Mother-of-two Sarah Campagnolo said she often managed the juggle by taking turns with her partner to work from home. But then that could mean her kids spent too many hours on screens, she said,
"We encouraged them off screens, of course, but when you've got a tonne of work to do, you don't have the time to parent your kids through their boredom. You need to work and you can't have kids fighting in the background or moaning about being bored."
She has spent the past year training to be a teacher. While it was not the only reason, she said the opportunity for more flexibility in the holidays was a drawcard.
Ford said some people put their children into holiday programmes, even if it meant that the household was making a loss during the holidays.
She said the #WorkSchoolHours movement was not saying that people should never work outside school hours, but was encouraging employers to focus more on output, not the number of hours worked.
"I speak at events and run workshops helping people implement this stuff and the businesses that do best are the ones that treat people like adults. They say 'we know you've got stuff you care about beyond work, we've employed you to do these tasks, we're less fussed about when, where and how you do them."
She said many people just needed a bit of flexibility. "I do work a bit during the school holidays, maybe in the evening when the kids have gone to bed... flexibility is the biggest key to allowing people to deal with the things they have on beyond work.

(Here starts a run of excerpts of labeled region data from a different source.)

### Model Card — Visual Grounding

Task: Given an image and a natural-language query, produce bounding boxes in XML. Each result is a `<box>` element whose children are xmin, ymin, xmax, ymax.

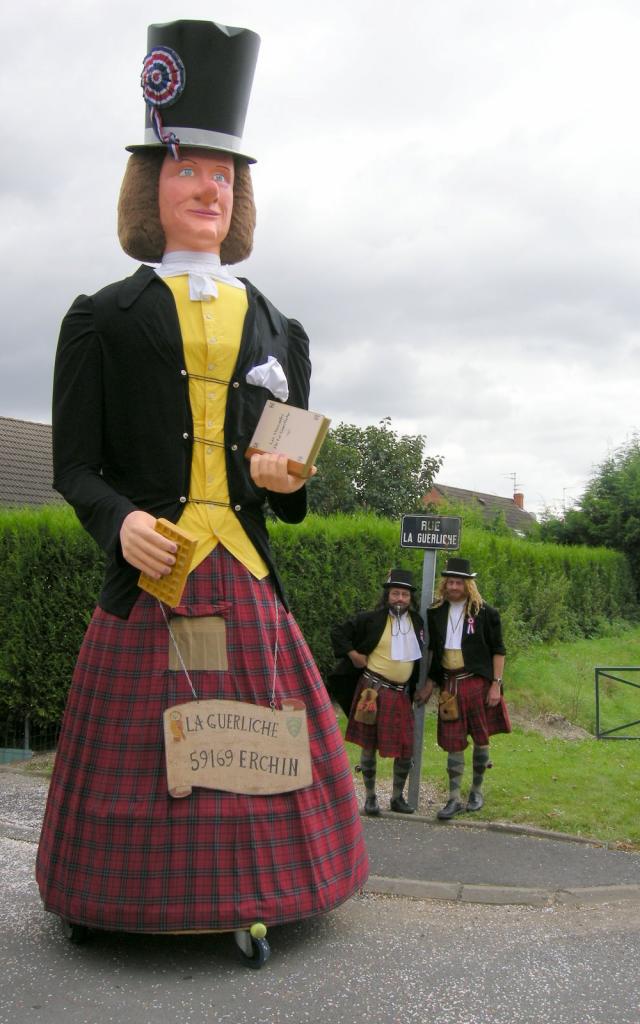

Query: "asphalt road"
<box><xmin>0</xmin><ymin>838</ymin><xmax>640</xmax><ymax>1024</ymax></box>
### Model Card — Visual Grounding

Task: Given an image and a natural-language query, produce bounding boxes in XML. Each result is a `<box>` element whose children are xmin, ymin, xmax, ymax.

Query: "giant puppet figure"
<box><xmin>37</xmin><ymin>20</ymin><xmax>368</xmax><ymax>958</ymax></box>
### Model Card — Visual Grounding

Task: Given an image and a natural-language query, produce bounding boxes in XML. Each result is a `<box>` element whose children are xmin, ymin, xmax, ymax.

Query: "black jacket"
<box><xmin>327</xmin><ymin>608</ymin><xmax>424</xmax><ymax>715</ymax></box>
<box><xmin>53</xmin><ymin>266</ymin><xmax>310</xmax><ymax>618</ymax></box>
<box><xmin>427</xmin><ymin>601</ymin><xmax>506</xmax><ymax>686</ymax></box>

In many cases, that's the massive juggle of kids and work."
It can be harder for people who do not work "laptop jobs" to have flexibility, but Ford said she had seen it work in manufacturing, farming, retail, hospitality and nursing.
When people had to work during the school holidays, offering some flexibility and input into shifts made a big difference.
"A dairy farmer I worked with did the milking schedule around the school bus. They acknowledged people in the community will be milking cows, they have kids they need to get to the school bus and pick up after the school bus. It's incredible for staff retention."
She said her research indicated that when people had "a taste" of flexibility, it was very hard to go to a job that did not offer it. "It's a massive part of a remuneration package."
AUT research in 2018 showed that two-thirds of respondents said they had conflict managing school holidays. Sixty percent said the holidays made it challenging to focus on work and achieve their normal performance. Almost 70 percent said they did not feel like a good parent during the school holidays.
NZCTU policy director Craig Renney said New Zealand had expensive childcare and long working hours compared to other countries.
"We should be looking at ways of making support for people in work easier and simple and cheaper."
There was a risk of bifurcation in the market, he said, with those who could work flexibly getting the benefits that accrued with that and those who could not suffering.
"We know when the holiday seasons are for children, a bit of compassion probably goes a long way to help."
The Ministry of Social Development offers a subsidy for holiday programmes, depending on the number of children that a family has, and household income.
A family with two children earning less than $1221 a week gross can get up to $319 a week. The amount drops as income grows, when a household earns $2401 to $2578.99 a week they get just under $100. Above that, there is no subsidy available.
A full day at a holiday programme can be $50 or $70.
Frog Recruitment managing director Shannon Barlow said it was probably less common at the moment for employers to offer holiday flexibility.
"The market has changed so dramatically. Employers probably can't afford to offer extra time off and also feel they don't need to go the extra mile to attract or retain staff."